Fue entonces cuando aparecieron los «fantasmas». Formas humanas con rasgos vagos aparecen en la oscuridad, retorciéndose y gimiendo de dolor mientras se acercan a los vivos. Las extrañas figuras no podían ser personas, recuerda Terao haber pensado con él durante cuatro años.

«Su apariencia… Era difícil ver quiénes eran, eran desconocidos.
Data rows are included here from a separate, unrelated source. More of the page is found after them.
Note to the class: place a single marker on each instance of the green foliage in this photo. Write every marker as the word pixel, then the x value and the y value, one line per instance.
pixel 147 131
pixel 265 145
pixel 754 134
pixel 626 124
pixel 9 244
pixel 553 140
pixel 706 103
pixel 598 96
Creo que por eso me asusté», dice Terao, que ahora tiene 82 años. .

Estos horribles recuerdos son de Hiroshima, Japón, el 6 de agosto de 1945. El joven Terao acababa de escapar del primer ataque nuclear del mundo.

A las 8:15 a. m., hora local japonesa, Enola Gay, una superfortaleza B-29 de la Fuerza Aérea de EE. UU., arrojó una bomba sobre la ciudad y sus aproximadamente 350.000 residentes.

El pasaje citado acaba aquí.